March 20, 2019 / News

Large asset managers evading ESG responsibilities

By Jassmyn Goh, Expert Investor

Sustainable funds from big groups can have proxy votes that conflict with ESG mandates, according to Morningstar

Large asset managers evading ESG responsibilities

Traditional asset managers are not fulfilling their environmental, social, and governance (ESG) promises when it comes to proxy voting, according to Morningstar Direct.

The research house’s latest report on climate change proxy votes found that ESG funds from Blackrock, Vanguard, Fidelity Investments, and TIAA-CREF and others had a number of proxy votes that conflicted with their ESG mandates, including funds specifically aimed at the environment.

The research said in 2018, Blackrock Impact US Equity fund voted against resolutions calling for greater greenhouse gas disclosure from Chevron, Fluor, and Range Resources despite having greenhouse gas emissions as one of the fund’s societal-impact outcome.

“Sustainable funds offered by some of the larger ‘traditional’ asset managers were not uniformly supportive of climate-related resolutions,” the report said.

Source: Morningstar Direct

“One reason for the inconsistent voting pattern among funds offered by non-ESG-specialist firms relates to their proxy-voting practices.

“At some firms, proxy votes are consistent across the entire fund family irrespective of their mandate. At other firms, individual fund managers have more discretion.”

Morningstar’s director of sustainable stewardship research, Jackie Cook, told Expert Investor that while conventional asset managers added ESG funds to their suite, their ESG fund might not offer the same level of commitment that you would expect given their mandates due to these voting guidelines.
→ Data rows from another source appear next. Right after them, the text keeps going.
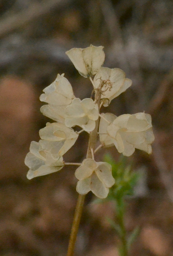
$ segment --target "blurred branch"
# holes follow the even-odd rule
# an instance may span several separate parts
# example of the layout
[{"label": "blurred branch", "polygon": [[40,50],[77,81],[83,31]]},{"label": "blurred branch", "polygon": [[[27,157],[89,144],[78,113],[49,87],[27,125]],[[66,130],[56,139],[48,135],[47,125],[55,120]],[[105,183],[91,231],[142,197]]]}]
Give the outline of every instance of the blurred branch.
[{"label": "blurred branch", "polygon": [[172,68],[161,83],[150,103],[148,112],[150,115],[157,113],[166,98],[169,88],[173,82],[173,69]]},{"label": "blurred branch", "polygon": [[49,12],[52,8],[61,8],[71,0],[49,0],[41,3],[34,3],[26,10],[0,20],[0,37],[20,28],[41,15]]},{"label": "blurred branch", "polygon": [[124,49],[121,29],[113,5],[110,0],[100,0],[100,3],[112,46],[116,48],[117,52],[118,52],[121,56],[120,61],[122,68],[129,73],[129,63]]},{"label": "blurred branch", "polygon": [[159,142],[159,138],[155,131],[154,134],[155,139],[152,145],[153,155],[168,196],[173,203],[173,181],[168,169],[167,163],[163,156]]}]

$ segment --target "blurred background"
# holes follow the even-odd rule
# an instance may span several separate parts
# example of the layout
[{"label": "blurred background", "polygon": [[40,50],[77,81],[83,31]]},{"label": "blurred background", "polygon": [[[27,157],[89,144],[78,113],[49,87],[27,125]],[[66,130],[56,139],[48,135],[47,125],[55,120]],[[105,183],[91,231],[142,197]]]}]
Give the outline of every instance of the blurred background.
[{"label": "blurred background", "polygon": [[[24,161],[39,130],[53,122],[40,113],[39,97],[58,73],[65,73],[76,97],[90,97],[90,83],[65,52],[90,44],[104,46],[104,66],[122,69],[133,81],[103,111],[152,116],[152,154],[136,150],[129,158],[142,173],[127,201],[127,231],[141,228],[131,255],[173,255],[172,0],[0,0],[0,256],[66,255],[76,168],[28,180]],[[82,161],[88,138],[82,134],[65,160]],[[96,160],[108,152],[118,160],[115,148]],[[76,255],[117,256],[106,220],[114,210],[109,203],[92,203],[95,198],[86,197]]]}]

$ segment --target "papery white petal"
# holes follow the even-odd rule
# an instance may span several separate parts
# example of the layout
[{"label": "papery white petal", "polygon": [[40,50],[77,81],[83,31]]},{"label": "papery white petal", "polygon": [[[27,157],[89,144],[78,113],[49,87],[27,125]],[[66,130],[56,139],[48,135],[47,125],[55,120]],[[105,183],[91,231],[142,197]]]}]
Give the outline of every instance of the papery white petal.
[{"label": "papery white petal", "polygon": [[39,140],[38,142],[36,141],[31,141],[29,150],[31,153],[34,156],[44,160],[45,158],[40,155],[39,152],[40,150],[42,149],[40,142],[40,140]]},{"label": "papery white petal", "polygon": [[61,123],[47,123],[40,131],[43,150],[62,156],[73,146],[78,136],[73,129]]},{"label": "papery white petal", "polygon": [[124,150],[122,152],[123,155],[126,156],[130,156],[134,152],[135,150],[134,146],[126,140],[123,140],[123,142]]},{"label": "papery white petal", "polygon": [[75,175],[78,180],[82,180],[90,176],[97,165],[92,159],[85,159],[76,170]]},{"label": "papery white petal", "polygon": [[155,136],[152,128],[151,127],[146,130],[145,133],[145,138],[148,143],[150,144],[153,142],[155,140]]},{"label": "papery white petal", "polygon": [[72,100],[70,105],[68,106],[65,110],[65,114],[73,117],[81,117],[85,115],[80,102],[77,101],[77,99]]},{"label": "papery white petal", "polygon": [[[65,125],[60,123],[59,124],[62,125],[62,127],[61,127],[61,125],[59,125],[60,127],[60,129],[59,129],[59,134],[58,135],[55,134],[54,132],[54,125],[56,123],[50,124],[50,123],[47,123],[46,127],[40,129],[39,131],[39,134],[41,139],[49,141],[55,141],[62,140],[66,139],[66,134],[65,132],[64,131],[64,129],[65,129],[66,128]],[[57,130],[58,129],[58,128],[57,128]]]},{"label": "papery white petal", "polygon": [[86,113],[87,113],[89,110],[92,109],[95,106],[93,100],[90,98],[84,99],[81,100],[81,104]]},{"label": "papery white petal", "polygon": [[35,171],[45,164],[45,160],[44,161],[29,152],[26,156],[25,164],[29,169]]},{"label": "papery white petal", "polygon": [[136,144],[135,145],[135,147],[138,149],[141,149],[141,150],[145,151],[150,155],[152,153],[151,146],[150,144],[148,144],[147,141],[144,141],[141,144]]},{"label": "papery white petal", "polygon": [[63,167],[63,166],[54,167],[48,165],[43,165],[36,171],[29,170],[26,175],[26,177],[28,180],[31,180],[38,176],[42,176],[43,175],[57,172],[61,169]]},{"label": "papery white petal", "polygon": [[[141,132],[145,131],[152,127],[151,123],[149,123],[147,119],[151,120],[150,115],[144,113],[137,113],[132,115],[129,117],[127,125],[127,128],[129,132]],[[151,121],[150,121],[151,122]]]},{"label": "papery white petal", "polygon": [[96,105],[97,107],[93,108],[90,110],[87,114],[87,116],[90,119],[96,121],[98,118],[98,109],[97,104]]},{"label": "papery white petal", "polygon": [[104,95],[102,95],[101,98],[107,98],[109,100],[109,103],[107,101],[104,103],[105,107],[107,107],[112,100],[125,92],[131,85],[131,80],[125,78],[125,72],[119,68],[111,69],[103,67],[96,74],[93,80],[94,88],[98,88],[101,80],[109,80],[112,84],[112,88],[110,90],[107,85],[102,89],[102,91],[104,91]]},{"label": "papery white petal", "polygon": [[[105,114],[102,113],[102,116],[110,123],[112,123],[116,116],[112,113],[106,113]],[[101,118],[100,121],[99,125],[99,133],[105,133],[105,134],[100,134],[100,141],[102,144],[106,147],[111,147],[113,145],[112,138],[107,134],[107,127],[109,124],[103,119]],[[106,134],[106,133],[107,134]]]},{"label": "papery white petal", "polygon": [[107,163],[99,162],[95,172],[97,177],[106,188],[110,188],[114,184],[115,180],[112,173],[111,165]]},{"label": "papery white petal", "polygon": [[41,95],[41,101],[55,105],[67,105],[71,103],[75,97],[71,85],[64,77],[64,75],[58,74],[55,80],[43,90],[45,93]]},{"label": "papery white petal", "polygon": [[87,194],[91,190],[90,183],[90,177],[79,180],[77,183],[76,187],[77,192],[81,195]]},{"label": "papery white petal", "polygon": [[81,126],[82,128],[86,132],[92,132],[95,128],[96,122],[93,120],[89,119],[88,122],[85,124]]},{"label": "papery white petal", "polygon": [[83,124],[87,123],[88,119],[87,116],[83,117],[71,117],[67,116],[65,120],[65,124],[67,127],[72,127],[75,125],[82,127]]},{"label": "papery white petal", "polygon": [[129,132],[128,131],[119,132],[121,136],[124,140],[125,140],[133,145],[135,145],[136,144],[141,144],[145,140],[145,132]]},{"label": "papery white petal", "polygon": [[129,118],[132,115],[124,114],[119,116],[113,121],[112,124],[119,127],[126,128]]},{"label": "papery white petal", "polygon": [[84,49],[73,48],[66,53],[81,75],[87,77],[96,74],[103,64],[103,48],[90,45]]},{"label": "papery white petal", "polygon": [[109,193],[109,188],[98,178],[95,172],[91,176],[91,190],[99,198],[105,198]]},{"label": "papery white petal", "polygon": [[66,116],[65,111],[67,106],[68,105],[55,106],[48,104],[42,106],[40,110],[46,116],[57,122],[64,123]]},{"label": "papery white petal", "polygon": [[113,124],[110,124],[107,126],[107,132],[111,137],[116,139],[117,134],[120,129],[119,126],[114,125]]}]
Engagement not a substitute for voting

Cook said when large asset managers were asked why their proxy votes were not in line with the ESG fund mandates they would point to the fact that they would engage with dialogue.
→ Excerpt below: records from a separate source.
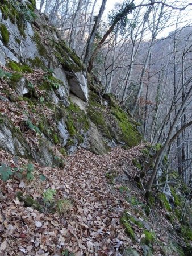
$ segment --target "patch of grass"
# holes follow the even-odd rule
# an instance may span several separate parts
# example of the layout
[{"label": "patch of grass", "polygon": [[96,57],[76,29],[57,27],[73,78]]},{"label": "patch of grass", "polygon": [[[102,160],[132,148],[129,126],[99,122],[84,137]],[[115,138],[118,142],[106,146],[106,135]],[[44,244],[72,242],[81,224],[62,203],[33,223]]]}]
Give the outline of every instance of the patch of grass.
[{"label": "patch of grass", "polygon": [[142,239],[142,242],[146,245],[152,243],[155,241],[155,233],[152,231],[144,230],[145,237]]},{"label": "patch of grass", "polygon": [[0,24],[0,32],[3,42],[7,46],[9,42],[9,32],[7,27],[4,24]]},{"label": "patch of grass", "polygon": [[23,193],[19,191],[16,193],[16,197],[19,201],[24,203],[24,206],[26,207],[32,207],[40,212],[44,212],[43,206],[37,201],[35,200],[31,196],[23,196]]}]

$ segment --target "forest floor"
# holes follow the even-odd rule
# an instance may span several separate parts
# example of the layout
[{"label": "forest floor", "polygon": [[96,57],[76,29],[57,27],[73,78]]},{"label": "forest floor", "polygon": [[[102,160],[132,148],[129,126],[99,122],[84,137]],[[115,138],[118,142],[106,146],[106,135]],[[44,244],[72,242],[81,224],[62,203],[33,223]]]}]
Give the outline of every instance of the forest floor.
[{"label": "forest floor", "polygon": [[[160,207],[156,218],[146,216],[144,193],[131,182],[137,174],[132,160],[144,147],[127,150],[116,147],[103,155],[79,149],[64,157],[62,169],[33,163],[34,179],[30,181],[24,177],[28,160],[15,160],[0,150],[1,163],[12,168],[22,167],[23,171],[22,180],[16,176],[6,182],[0,180],[0,255],[68,255],[68,250],[75,255],[121,255],[122,249],[129,247],[142,255],[143,228],[135,225],[137,241],[131,239],[120,222],[125,210],[140,220],[148,220],[157,236],[153,255],[161,255],[159,242],[169,244],[166,230],[173,229],[172,225]],[[119,179],[123,178],[125,170],[130,179],[126,191]],[[62,207],[66,212],[61,215],[58,211],[51,213],[47,204],[45,212],[40,212],[16,196],[20,191],[22,198],[31,196],[45,204],[43,195],[49,189],[55,192],[52,205],[65,199]]]}]

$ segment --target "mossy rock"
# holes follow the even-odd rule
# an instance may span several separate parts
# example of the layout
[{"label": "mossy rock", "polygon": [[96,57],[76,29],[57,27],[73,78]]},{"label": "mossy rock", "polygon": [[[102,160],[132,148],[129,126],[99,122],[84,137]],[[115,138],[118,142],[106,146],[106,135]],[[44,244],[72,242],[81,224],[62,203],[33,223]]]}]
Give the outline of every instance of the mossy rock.
[{"label": "mossy rock", "polygon": [[12,73],[9,79],[9,84],[13,89],[15,89],[20,79],[23,77],[20,73]]},{"label": "mossy rock", "polygon": [[158,198],[160,201],[161,206],[166,209],[166,210],[171,212],[172,208],[169,204],[166,195],[164,193],[159,193],[158,194]]},{"label": "mossy rock", "polygon": [[145,193],[145,197],[149,206],[151,207],[154,206],[155,200],[153,193],[151,192],[147,191]]},{"label": "mossy rock", "polygon": [[125,229],[125,232],[127,236],[133,239],[135,241],[137,241],[136,234],[133,231],[133,229],[130,222],[129,217],[127,213],[123,213],[123,216],[120,219],[120,223],[123,225]]},{"label": "mossy rock", "polygon": [[142,165],[139,162],[139,160],[136,158],[133,158],[132,160],[132,163],[136,166],[137,168],[138,168],[139,170],[141,170],[143,168]]},{"label": "mossy rock", "polygon": [[80,59],[68,47],[64,40],[57,42],[52,39],[50,45],[55,49],[55,55],[64,68],[68,71],[78,72],[85,71],[85,67]]},{"label": "mossy rock", "polygon": [[16,197],[19,201],[24,203],[26,207],[32,207],[40,212],[44,212],[44,208],[37,200],[35,200],[31,196],[23,196],[22,192],[19,191],[16,193]]},{"label": "mossy rock", "polygon": [[181,227],[181,235],[185,242],[192,241],[192,228],[182,225]]},{"label": "mossy rock", "polygon": [[48,56],[48,53],[45,46],[41,43],[40,37],[37,31],[35,31],[32,40],[35,42],[39,53],[43,57]]},{"label": "mossy rock", "polygon": [[182,206],[182,199],[180,196],[178,196],[178,195],[177,194],[176,189],[175,188],[171,187],[170,191],[172,192],[172,195],[174,198],[174,204],[176,207],[181,207]]},{"label": "mossy rock", "polygon": [[22,65],[20,63],[18,63],[12,60],[10,60],[7,63],[7,66],[12,71],[17,72],[32,73],[33,72],[32,69],[28,65],[26,64]]},{"label": "mossy rock", "polygon": [[144,230],[145,237],[142,238],[142,242],[146,245],[152,243],[155,240],[155,233],[153,231]]},{"label": "mossy rock", "polygon": [[7,27],[4,24],[0,24],[0,32],[3,42],[7,46],[9,42],[9,32]]},{"label": "mossy rock", "polygon": [[96,108],[90,106],[87,110],[87,115],[101,133],[110,139],[112,139],[108,127],[106,124],[104,115],[101,110]]},{"label": "mossy rock", "polygon": [[34,59],[28,59],[27,61],[34,68],[41,68],[43,70],[46,70],[47,69],[45,64],[39,57],[35,57]]},{"label": "mossy rock", "polygon": [[136,126],[139,124],[130,119],[127,113],[117,104],[114,104],[111,108],[111,113],[117,119],[121,129],[122,140],[130,147],[139,144],[141,141],[142,137],[136,128]]}]

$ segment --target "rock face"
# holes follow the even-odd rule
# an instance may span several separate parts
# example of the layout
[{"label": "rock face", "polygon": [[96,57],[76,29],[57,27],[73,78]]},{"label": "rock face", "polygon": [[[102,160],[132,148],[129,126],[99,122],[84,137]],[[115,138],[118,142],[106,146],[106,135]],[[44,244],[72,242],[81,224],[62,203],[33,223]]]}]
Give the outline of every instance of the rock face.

“While engagement has a lot of power, engagement reporting is not standardised. We don’t know which companies they’ve engaged with and in the case of BlackRock and Vanguard and we don’t know what issues have been engaged with specific companies – are they addressing climate risk with oil and gas companies? Are they addressing palm oil?

“We need to know the issues that are most relevant to the companies are being brought up and we also want to know whether the outcome leads to action. How long do you give companies to do something about these risks before you decide to vote against them?
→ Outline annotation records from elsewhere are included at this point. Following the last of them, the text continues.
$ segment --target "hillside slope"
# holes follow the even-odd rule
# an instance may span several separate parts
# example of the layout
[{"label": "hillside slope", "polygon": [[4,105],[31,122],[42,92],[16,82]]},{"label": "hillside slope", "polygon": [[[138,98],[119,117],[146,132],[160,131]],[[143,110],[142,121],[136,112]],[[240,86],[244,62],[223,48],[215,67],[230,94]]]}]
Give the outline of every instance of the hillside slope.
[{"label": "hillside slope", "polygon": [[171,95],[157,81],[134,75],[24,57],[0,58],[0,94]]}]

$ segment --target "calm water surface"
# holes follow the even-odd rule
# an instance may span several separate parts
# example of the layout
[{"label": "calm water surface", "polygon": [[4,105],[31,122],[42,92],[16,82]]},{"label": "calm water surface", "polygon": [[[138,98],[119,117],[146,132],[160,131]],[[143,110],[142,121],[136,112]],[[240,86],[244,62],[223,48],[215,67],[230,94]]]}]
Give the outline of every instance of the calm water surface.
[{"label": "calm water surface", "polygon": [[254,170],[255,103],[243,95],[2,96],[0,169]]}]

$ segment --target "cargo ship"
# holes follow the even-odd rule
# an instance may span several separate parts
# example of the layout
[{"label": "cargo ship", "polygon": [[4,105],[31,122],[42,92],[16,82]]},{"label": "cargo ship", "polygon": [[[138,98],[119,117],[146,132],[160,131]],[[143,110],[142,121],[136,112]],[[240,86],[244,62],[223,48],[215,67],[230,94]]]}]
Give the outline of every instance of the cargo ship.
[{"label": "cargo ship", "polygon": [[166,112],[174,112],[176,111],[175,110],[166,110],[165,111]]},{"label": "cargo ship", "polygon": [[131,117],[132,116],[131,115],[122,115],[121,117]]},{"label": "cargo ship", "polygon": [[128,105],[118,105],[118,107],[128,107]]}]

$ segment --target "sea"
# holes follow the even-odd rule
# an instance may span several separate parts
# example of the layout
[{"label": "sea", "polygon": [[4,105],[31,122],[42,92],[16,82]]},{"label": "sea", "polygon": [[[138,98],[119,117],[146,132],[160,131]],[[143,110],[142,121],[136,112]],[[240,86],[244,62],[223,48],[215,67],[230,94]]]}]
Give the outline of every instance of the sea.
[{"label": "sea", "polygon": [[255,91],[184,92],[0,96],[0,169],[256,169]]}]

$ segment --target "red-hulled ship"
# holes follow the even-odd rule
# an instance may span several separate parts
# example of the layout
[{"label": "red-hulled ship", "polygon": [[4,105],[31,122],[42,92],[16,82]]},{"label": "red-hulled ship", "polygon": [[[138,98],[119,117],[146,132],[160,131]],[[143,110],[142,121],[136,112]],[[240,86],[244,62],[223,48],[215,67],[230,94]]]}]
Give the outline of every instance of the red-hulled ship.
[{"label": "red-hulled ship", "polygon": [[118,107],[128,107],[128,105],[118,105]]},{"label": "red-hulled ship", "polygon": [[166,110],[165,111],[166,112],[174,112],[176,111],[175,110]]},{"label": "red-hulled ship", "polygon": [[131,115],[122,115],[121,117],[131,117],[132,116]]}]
“Proxy voting gives the stewardship and if you’re engaging with the company, the company needs to know you are serious about using your vote otherwise there is no real incentive to engaging in good faith.”

Cook noted that engagement should not be a replacement for proxy voting as it was a strong complement to voting.

Inconsistent voting

The report found that Blackrock’s sustainable funds’ voting practices are governed by a separate set of voting guidelines compared to their non-sustainable funds and showed more differentiation in voting patterns for other shareholder resolutions.

“Blackrock’s sustainable ETFs and iShares MSCI Global Impact ETF (SDG) supported the sustainability report request at Acuity, and Blackrock’s low-carbon-target ETF (CRBN) alone supported the greenhouse gas goals resolutions at Fluor,” the report said.

“Funds offered by Nuveen, which was acquired by TIAA-CREF in 2014, supported the methane disclosure resolution at Dominion, whereas the TIAA-CREF funds, including TIAA-CREF Social Choice Equity (TISCX), voted against the resolution.”

Source: Morningstar Direct

However, the report noted that over 2016 to 2018 voting patterns had changed a lot as votes cast in 2018 by the largest managers increased year-on-year in support for all climate resolutions voted in 2016.

Cook said that fund selectors that were serious about ESG needed to look at the asset managers’ proxy voting outcomes, what was in their engagement report, and stewardship disclosure.

  • This article first appeared on ESG Clarity‘s sister site Expert Investor.